Os especialistas em
carreira são unânimes em afirmar: ter talento para atuar em
determinada área não é garantia de sucesso. No contexto em que
vivemos hoje, outras características relacionadas com a inteligência
emocional, como a capacidade de persistir e aprender com as
derrotas, representam um grande diferencial competitivo.
Persistência é palavra-chave
“Eu
circulei muito por incubadoras de empresas e conheci verdadeiros
gênios que simplesmente não tinham a perseverança para levar
adiante seus projetos, enquanto outros empreendedores menos geniais
chegaram lá, simplesmente porque acreditaram em suas ideias”,
conta Silvina Ramal, autora de onze livros sobre empreendedorismo e
gestão, entre eles Como Transformar seu Talento em um Negócio de
Sucesso e Construindo Planos de Negócios.

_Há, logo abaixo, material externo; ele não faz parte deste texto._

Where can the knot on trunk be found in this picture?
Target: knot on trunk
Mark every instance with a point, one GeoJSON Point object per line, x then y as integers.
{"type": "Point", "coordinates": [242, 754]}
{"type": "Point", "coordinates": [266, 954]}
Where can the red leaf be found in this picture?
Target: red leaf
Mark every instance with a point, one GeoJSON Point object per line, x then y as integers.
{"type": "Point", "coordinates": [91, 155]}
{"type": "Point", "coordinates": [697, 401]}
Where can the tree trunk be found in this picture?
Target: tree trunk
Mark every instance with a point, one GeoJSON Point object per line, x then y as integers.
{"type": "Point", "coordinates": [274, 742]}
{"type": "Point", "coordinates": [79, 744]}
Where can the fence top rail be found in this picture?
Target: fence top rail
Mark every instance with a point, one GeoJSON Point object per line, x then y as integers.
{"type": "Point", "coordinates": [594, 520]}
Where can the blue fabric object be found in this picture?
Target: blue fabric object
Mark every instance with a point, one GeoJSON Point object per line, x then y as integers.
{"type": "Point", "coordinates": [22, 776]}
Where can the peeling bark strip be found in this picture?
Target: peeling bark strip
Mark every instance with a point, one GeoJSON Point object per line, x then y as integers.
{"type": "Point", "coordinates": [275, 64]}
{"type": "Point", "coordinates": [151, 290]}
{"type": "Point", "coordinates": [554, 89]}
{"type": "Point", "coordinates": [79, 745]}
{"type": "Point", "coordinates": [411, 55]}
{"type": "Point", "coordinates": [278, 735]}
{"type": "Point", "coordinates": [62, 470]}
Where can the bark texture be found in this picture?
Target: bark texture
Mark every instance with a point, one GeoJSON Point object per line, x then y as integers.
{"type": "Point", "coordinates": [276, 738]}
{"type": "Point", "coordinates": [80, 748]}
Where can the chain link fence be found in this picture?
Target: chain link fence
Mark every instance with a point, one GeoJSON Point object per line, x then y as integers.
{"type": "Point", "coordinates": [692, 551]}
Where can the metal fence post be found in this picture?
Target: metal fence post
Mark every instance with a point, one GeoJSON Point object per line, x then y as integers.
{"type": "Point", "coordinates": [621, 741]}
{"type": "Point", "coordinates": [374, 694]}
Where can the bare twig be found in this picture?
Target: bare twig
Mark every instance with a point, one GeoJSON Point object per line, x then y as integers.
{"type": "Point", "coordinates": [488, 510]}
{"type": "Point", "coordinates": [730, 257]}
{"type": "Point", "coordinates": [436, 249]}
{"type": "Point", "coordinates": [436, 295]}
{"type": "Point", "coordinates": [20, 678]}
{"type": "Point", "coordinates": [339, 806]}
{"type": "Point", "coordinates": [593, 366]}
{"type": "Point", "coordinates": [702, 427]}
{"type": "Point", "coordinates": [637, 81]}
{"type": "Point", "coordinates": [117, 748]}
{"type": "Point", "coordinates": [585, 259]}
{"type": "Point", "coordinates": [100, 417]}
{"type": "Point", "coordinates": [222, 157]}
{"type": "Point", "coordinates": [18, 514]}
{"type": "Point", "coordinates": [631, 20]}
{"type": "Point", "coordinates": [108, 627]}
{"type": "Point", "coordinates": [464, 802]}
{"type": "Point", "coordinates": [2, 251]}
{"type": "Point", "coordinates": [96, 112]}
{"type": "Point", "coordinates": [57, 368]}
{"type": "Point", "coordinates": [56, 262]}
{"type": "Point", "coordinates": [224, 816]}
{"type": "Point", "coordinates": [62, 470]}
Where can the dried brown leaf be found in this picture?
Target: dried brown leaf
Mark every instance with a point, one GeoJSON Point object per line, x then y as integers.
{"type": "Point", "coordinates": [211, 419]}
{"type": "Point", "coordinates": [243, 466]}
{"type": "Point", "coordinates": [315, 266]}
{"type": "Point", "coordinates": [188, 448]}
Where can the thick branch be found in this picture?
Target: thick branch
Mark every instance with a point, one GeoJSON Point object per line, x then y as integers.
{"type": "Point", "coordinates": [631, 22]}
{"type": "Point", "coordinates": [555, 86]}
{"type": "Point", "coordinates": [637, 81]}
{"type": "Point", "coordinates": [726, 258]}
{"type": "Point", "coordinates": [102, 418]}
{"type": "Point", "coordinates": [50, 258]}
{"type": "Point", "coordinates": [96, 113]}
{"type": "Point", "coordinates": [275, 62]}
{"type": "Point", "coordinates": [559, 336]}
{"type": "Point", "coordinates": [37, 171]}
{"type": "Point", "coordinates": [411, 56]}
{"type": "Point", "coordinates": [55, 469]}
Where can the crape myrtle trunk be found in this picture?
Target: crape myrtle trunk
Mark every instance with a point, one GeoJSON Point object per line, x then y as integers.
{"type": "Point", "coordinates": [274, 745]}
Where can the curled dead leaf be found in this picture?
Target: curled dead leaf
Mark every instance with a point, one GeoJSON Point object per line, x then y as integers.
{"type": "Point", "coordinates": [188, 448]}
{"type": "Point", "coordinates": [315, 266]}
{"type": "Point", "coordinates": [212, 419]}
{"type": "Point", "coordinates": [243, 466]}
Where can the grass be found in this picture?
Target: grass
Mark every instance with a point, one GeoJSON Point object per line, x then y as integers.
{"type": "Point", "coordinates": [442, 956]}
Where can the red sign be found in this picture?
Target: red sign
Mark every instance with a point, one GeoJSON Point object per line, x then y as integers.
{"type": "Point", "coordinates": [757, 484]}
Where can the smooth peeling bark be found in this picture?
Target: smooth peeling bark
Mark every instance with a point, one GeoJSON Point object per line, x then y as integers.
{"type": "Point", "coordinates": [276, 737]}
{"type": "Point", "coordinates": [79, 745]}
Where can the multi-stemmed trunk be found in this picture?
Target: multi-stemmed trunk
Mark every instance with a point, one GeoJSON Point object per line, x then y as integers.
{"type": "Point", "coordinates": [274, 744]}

Ela destaca que a
possibilidade de persistir em um ideal profissional, diante dos
primeiros fracassos, é o que pode fazer a diferença na conquista do
sucesso.
Mas,
para isso, é preciso encarar as derrotas como uma circunstância
conveniente para ampliar o repertório de competências, buscando
aprender com os erros. “Não basta aceitar que não funcionou, é
preciso entender o que deu errado, para mudar as estratégias”, diz
Fernando Mora, master coach, diretor fundador da Ellite Consultoria.
É o mesmo que desenvolver a capacidade de ser resiliente, ou seja,
lidar bem com as situações negativas da vida, porém, sem se
acomodar, buscando caminhos para vencê-las.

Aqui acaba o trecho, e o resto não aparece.